Fishing the Power Plant Side of the Sooner Discharge


I got THE CALL from Hawker. An invitation to the "Discharge", the rich man's side, the land of fishermen's dreams. I can't recall his EXACT words, but I believe he said, "This is your lucky day!".

I quickly agreed.

The next morning, near the electric power plant and it's famous discharge, we picked up another guest, Vlaude, one of the most infamous members of the "Fishermen's Notebook Fishing Forum", an online website where I frequently shared fishing exploits with other fishermen .

It turns out that Vlaude is an extremely likeable young man. Seems we share a lot in common: a love of fishing, disgust with OU football and we're about the same age. Hawker was a different story. He was... well...he was the grizzled "Hawker".
At the entrance to the plant, the guard cautiously looked at Hawker's well-worn plant employee pass, warned him to watch his step this time, then allowed us access into the hallowed grounds surrounding the towering, smoke-billowing steel power plant which was lit up like a Christmas tree.

We drove RIGHT UP TO the mouth of the discharge where the hot water shot out of the power plant's large concrete pipes and pounded into the fabled fish-filled channel. The warm waters gushing into the lake created a fog on this frigid and windy morning that was eery, but spectacular.

"Brrr." It was freezing cold and the wind was picking up.

I looked across the channel and saw in the absolute dark a lone beam of light from the flashlight of a stumbling fisherman coming down the muddy mile and a half long foot-path to fish the poor man's side of the channel. No doubt he was loaded down with gear and wearing big, awkward rubber boots for standing on the muddy far banks from where he would attempt to make long, long casts towards the discharge - where we stood.

Poor guy.

Let's catch some fish, I hollered!


Vlaude and I helped old Hawker out of his truck and he started showing us the setup around the discharge: all very convenient, but all covered with ice at the time. It was tricky walking on the slick rocks and concrete and I was very much concerned for the old Hawker.

We moved to the water's edge and silently fell to fishing, each of us eager to outshine the other. Another fisherman joined us at the discharge and on his second cast fought a very nice hybrid to the bank where he quickly put it on a stringer.

This fishing was looking up!

A few casts later and Hawker tangled lines with the same "lucky" fisherman. I'm hoping it was an accident even though Hawker cut the tangle loose with his teeth and tossed the other fisherman's lure back in the water, where it quickly bobbed out of sight. Needless to say, there wasn't another fish caught until the "Hawker hung his own catch of the day". Hawker, hooting and hollaring, fought a nice fish through the rushing water to the bank where we gathered to snap some pictures for posting on the "Fishing Notebook". Then he quickly released the struggling striper.

"Wish it was you boys that had caught the fish! 20 pounder!" the Hawker exclaimed, toothily grinning just a little too much.

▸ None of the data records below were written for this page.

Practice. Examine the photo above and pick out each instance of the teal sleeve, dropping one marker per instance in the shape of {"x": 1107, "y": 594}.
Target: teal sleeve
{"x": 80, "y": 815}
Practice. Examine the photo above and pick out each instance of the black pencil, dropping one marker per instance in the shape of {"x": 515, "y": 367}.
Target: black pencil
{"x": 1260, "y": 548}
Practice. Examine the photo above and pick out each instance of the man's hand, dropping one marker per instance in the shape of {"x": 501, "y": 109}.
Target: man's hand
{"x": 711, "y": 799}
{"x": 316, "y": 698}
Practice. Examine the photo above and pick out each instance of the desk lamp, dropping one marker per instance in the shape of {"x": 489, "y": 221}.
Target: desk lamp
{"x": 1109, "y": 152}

The "lucky fisherman" left.

It was to be a long time before another fish was caught. Vlaude feverishly threw everything he had at the lake, sparing nothing, realizing this once-in-a-lifetime opportunity was slipping away.

"Looks like I'll be restocking at Academy again!" Vlaude murmured to no one in particular as he broke off another twenty-dollar lure hung in the channel's rocky bottom. His quiet, crazed laugh bothered me just a little. But I fished on.

Vlaude eventually rambled off towards the razor-topped fence to talk to someone on the poor man's side, perhaps suspecting that the fishing was better over there. He eventually returned, rejuvenated, happily reporting that the fishermen were all suffering terribly on the poor man's side. Tough day! A pair of gulls flew up and down the bank, eyeballing and smirking at Vlaude and I, both of us casting furiously now. Hawker was now simply watching, saving his energy. Vlaude and I must have cast a thousand times, before finally, FINALLY - I hung a nice one, a huge one.

The fight was on, the powerful creature taking line, not realizing that he was at the end of a much experienced angler's rod and that his admirable fight was useless. At one point, the fish jumped clear of the lake's surface, arching skyward in a dazzling spray of water.

"I've got to get a picture of this!" shouted Hawker. He frantically jerked at the camera strapped around my neck and the fish escaped, just like that.

Oh well. Possibly another personal best fish lost. But I wasn't nearly as upset as Vlaude. Perhaps Hawker was right when he explained, "Dan. Vlaude wanted to fight that fish before you landed it".

I hate to think so. Vlaude has told some pretty good fish stories.

Dark arrived too quickly for Vlaude and I, but a worn-out Hawker said it was way past his bedtime. So we packed and loaded the exhausted Hawker back in his diesel truck to make our long trek home.

All in all, It was a very good experiece. I met some GREAT, adventurous guys (who hopefully can take my sorry humor), heard some TRULY TALL TALES and left knowing there was a good story to "tale" myself - and I'm sticking to it.